# wear on inside of tires



## hipster dufus (Jun 16, 2017)

1648 on a single axle trailer w taskmaster st175/80d13 tirea. i usually rotate my spare in once a year. july. feb, july oct check bearings and grease. coming up on 5 yr old tires. they r wearing on the inside. was planning on replacing soon, but dont want to just have new tires wear out. if i caught it earlier i could have turned them around on the wheel. any ideas what is causing this? i know i didnt fully inflate em till just recently. could that b my problem/ thanks ahead of time. also can anyone reccomend a site to buy new ones?


----------



## Johnny (Jun 16, 2017)

without seeing how your trailer is set up, and the tires,
it is impossible to give the proper diagnosis.
google: *"how to read tire wear"* and you will be dumbfounded
as to how much there is to know to diagnose tire wear correctly.



why don't you shop local and keep your $$ in your community?
I think Wal-Mart carries TaskMaster tires. (if you wanted to stay with that brand).
https://www.etrailer.com if you wanted to buy online.



.


----------



## timsmcm (Jun 17, 2017)

You could have a bend in the axle.
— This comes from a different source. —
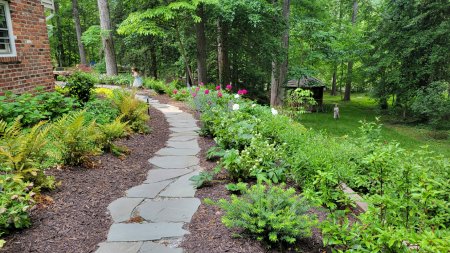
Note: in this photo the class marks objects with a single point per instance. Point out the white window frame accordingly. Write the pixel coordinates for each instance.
(10, 31)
Get under there with a straight edge.


----------



## jethro (Jun 22, 2017)

I replaced 3 sets of tires on my last tin boat trailer, I was almost positive I just wasn't being dilignet enough with the pressures. The 3rd set I replaced right before a big trip up north, a 200 mile ride. 50 miles down the road one of the brand new tires went boom. Other side was completely bald, cords showing- IN 50 MILES!! Turns out the axle was bent. You couldn't really see it until I had the boat off and was really looking at it. Got a new axle and the tires went thousands of miles before even looking like they were used. 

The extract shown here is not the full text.